11.17.2020

After Life (we survive)
Yerba Buena Center for the Arts
Nov 9 2020 - Jan 24 2021
Online & In-person (outdoor) exhibition


Art 25: Art in the Twenty-Fifth Century (Lehua M. Taitano and Lisa Jarrett) with Jocelyn Kapumealani Ng

I’m excited and honored to have two new works included in this exhibition at YBCA alongside an incredible group of artists curated by Thea Quiray Tagle. As explained by Quiray Tagle in an exceptional exhibition essay that itself is a roadmap for survival, this show addresses strategies for navigating the overlapping crises of environmental destruction and violence against communities of color. We’ve all adapted or recreated our works for this tumultuous year: turning what was meant to be a traditional exhibition into a series of works viewed from outside the gallery and online. My contributions, Lightroom and Darkroom (both 2020) are interactive web presentations that reenvision the relationship between human and nonhuman animal and plant perception, uprooting the history of photography as a way to consider a non-violent approach to ecological relationships.

These two works are on view through January on the exhibition website. Also included in the exhibition are works by micha cárdenas, Zulfikar Ali Bhutto, Super Futures Haunt Collective, and more. You can view exhibition works through a 3D tour on your browser, or visit the show in person. Because several of the works are light-based, nighttime is the best for viewing in person.
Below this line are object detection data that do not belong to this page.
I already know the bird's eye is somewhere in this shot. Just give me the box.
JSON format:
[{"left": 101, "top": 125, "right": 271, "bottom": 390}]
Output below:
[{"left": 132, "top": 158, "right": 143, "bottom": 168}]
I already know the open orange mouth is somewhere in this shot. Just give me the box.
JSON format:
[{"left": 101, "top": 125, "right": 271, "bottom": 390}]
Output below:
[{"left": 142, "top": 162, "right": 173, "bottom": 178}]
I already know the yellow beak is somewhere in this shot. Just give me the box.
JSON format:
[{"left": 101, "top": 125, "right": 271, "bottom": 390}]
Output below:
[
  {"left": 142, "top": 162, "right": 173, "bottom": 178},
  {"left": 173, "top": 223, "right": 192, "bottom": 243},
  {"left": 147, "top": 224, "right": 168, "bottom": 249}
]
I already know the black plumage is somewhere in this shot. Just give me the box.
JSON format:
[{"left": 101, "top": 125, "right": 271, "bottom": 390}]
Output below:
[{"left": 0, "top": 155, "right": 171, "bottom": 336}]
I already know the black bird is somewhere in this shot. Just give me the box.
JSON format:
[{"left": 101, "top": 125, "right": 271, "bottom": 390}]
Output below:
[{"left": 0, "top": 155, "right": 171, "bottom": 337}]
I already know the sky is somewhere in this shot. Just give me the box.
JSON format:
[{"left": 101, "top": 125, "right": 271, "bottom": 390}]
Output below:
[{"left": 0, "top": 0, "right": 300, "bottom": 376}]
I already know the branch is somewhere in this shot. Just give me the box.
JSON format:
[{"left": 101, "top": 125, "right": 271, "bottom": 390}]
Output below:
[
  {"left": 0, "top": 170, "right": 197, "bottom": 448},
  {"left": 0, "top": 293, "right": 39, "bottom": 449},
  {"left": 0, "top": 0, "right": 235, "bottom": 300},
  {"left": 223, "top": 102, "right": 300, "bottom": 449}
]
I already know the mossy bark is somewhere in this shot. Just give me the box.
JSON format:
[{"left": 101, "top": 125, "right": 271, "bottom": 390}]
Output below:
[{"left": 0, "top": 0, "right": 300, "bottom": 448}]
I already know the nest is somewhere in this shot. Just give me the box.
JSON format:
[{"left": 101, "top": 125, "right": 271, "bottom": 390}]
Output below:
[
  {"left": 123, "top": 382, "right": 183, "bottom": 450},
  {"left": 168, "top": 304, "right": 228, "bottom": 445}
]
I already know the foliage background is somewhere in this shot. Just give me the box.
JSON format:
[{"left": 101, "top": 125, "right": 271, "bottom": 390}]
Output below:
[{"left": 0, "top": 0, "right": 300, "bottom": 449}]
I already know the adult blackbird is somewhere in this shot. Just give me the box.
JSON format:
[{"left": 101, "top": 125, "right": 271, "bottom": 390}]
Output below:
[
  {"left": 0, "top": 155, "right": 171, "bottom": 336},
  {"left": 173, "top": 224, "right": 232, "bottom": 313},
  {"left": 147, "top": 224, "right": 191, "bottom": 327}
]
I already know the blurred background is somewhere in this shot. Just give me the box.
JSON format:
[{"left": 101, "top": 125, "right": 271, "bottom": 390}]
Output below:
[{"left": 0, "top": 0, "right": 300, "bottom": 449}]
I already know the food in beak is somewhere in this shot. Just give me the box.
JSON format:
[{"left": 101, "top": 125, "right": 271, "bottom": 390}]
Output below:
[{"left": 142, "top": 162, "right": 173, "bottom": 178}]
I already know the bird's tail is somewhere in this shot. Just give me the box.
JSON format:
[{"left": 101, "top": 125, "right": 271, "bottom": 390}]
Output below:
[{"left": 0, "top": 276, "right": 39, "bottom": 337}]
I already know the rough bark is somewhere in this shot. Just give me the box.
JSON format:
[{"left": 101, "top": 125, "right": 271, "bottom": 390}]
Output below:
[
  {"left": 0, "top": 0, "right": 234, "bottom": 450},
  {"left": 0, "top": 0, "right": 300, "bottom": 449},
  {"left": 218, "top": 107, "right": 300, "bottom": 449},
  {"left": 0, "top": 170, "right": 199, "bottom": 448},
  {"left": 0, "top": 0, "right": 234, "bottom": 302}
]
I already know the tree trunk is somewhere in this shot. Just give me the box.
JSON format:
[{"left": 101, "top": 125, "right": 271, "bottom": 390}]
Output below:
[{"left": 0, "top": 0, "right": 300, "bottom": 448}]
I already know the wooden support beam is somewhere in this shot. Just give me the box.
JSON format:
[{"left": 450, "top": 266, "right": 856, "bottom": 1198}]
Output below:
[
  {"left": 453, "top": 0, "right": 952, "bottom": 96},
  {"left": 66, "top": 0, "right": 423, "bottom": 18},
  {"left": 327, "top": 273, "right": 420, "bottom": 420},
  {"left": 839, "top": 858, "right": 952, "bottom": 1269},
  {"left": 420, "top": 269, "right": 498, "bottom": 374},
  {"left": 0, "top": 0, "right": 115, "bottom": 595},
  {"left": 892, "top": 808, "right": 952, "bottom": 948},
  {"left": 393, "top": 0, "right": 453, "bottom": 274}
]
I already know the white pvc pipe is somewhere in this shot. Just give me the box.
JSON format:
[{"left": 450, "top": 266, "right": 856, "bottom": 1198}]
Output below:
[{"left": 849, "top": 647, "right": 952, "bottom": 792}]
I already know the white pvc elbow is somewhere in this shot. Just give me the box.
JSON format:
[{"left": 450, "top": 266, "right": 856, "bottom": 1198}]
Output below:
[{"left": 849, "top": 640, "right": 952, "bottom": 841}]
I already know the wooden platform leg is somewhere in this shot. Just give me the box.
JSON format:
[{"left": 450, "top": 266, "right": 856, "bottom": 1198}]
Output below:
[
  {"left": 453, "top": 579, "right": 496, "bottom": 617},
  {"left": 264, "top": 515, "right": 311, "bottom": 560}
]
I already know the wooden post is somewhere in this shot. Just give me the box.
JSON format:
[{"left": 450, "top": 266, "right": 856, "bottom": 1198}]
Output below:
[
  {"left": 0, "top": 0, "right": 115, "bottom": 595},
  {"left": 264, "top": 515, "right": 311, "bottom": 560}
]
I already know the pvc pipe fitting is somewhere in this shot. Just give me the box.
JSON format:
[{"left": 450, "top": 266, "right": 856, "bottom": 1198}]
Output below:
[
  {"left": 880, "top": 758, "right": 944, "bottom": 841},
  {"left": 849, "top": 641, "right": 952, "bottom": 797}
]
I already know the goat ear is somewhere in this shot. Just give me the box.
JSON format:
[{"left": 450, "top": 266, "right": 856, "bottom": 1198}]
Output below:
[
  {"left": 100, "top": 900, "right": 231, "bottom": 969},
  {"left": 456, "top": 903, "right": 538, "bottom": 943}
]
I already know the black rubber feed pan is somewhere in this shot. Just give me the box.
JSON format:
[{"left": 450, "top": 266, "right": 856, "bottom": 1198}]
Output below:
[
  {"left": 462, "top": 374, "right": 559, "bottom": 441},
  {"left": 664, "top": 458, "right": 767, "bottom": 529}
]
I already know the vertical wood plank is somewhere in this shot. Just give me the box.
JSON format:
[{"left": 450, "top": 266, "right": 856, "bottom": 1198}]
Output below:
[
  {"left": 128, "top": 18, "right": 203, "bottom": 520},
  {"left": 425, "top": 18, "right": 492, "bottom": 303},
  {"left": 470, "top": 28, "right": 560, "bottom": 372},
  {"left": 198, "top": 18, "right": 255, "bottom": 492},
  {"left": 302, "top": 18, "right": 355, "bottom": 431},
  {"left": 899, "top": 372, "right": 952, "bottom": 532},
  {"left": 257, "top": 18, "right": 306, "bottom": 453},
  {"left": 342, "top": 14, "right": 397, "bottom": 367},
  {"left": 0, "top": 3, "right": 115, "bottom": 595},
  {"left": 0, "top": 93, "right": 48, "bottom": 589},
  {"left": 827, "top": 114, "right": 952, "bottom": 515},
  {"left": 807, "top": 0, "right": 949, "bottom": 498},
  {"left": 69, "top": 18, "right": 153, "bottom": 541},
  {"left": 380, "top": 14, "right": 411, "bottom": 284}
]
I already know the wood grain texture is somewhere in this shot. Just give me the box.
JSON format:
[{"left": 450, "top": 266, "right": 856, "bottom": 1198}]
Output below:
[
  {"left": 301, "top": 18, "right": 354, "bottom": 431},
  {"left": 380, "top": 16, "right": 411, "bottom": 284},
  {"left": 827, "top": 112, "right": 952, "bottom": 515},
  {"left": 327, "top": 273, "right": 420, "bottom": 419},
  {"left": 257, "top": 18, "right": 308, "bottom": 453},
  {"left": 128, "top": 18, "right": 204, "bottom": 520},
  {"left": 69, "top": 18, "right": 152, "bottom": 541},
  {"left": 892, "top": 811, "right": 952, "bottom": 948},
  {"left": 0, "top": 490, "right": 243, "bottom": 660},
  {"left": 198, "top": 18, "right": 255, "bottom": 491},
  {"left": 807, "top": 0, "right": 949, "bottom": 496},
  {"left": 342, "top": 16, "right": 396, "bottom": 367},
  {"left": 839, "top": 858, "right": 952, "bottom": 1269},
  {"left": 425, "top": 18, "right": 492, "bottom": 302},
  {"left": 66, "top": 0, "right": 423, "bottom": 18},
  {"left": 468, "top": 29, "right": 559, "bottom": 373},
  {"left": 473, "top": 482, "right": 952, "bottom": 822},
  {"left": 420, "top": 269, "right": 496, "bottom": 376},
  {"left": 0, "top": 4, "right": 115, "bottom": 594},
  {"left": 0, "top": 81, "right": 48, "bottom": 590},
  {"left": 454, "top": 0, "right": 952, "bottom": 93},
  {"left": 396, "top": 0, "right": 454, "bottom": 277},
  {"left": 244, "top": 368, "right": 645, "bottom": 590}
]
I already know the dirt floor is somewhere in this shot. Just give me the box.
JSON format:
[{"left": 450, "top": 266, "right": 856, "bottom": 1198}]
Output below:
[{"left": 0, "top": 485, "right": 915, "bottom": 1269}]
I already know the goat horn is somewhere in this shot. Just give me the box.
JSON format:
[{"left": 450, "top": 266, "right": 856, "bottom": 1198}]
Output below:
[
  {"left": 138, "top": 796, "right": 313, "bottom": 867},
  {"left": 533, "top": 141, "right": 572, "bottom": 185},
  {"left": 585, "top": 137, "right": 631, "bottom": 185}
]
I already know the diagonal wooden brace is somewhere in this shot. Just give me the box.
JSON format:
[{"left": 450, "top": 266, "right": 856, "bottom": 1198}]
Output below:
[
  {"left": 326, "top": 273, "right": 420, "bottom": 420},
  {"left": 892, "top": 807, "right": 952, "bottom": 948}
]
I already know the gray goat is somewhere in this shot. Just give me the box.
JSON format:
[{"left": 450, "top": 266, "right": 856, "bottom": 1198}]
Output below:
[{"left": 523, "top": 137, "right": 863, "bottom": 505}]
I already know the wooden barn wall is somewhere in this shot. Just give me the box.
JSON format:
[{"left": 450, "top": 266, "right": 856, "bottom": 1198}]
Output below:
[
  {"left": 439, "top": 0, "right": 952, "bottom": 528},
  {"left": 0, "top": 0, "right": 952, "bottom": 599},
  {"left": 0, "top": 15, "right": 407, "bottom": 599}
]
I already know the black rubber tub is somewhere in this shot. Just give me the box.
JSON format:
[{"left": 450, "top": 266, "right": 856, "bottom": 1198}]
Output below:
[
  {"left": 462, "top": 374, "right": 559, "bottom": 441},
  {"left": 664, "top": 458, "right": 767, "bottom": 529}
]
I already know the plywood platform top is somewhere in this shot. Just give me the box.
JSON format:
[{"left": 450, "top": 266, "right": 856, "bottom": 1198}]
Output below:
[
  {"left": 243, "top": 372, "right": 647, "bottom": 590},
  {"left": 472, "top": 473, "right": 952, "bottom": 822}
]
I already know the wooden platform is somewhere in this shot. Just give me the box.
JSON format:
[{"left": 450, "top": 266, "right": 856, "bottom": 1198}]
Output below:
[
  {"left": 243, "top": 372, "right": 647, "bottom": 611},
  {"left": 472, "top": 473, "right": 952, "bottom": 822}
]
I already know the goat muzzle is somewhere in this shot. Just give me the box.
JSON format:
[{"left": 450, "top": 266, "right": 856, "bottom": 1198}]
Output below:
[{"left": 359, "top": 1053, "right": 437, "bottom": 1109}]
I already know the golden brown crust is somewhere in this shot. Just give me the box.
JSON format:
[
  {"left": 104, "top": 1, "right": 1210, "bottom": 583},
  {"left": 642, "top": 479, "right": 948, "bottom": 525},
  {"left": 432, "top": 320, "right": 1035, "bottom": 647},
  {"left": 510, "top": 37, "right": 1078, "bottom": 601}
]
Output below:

This project and the conversations surrounding it have impacted how I view my own work in ways that are still unfolding. My works are representative of an imagined virtual studio—the objects inside are perpetually “works-in-progress”. And because of the software I am using, I can update the interiors at anytime throughout the exhibition run. While at the moment I am exhausted from making new work on a deadline, I can imagine there may be additions to the rooms as I reflect on the other works in the exhibition and their overlapping themes of speculative history-making and disrupting the anthropocene.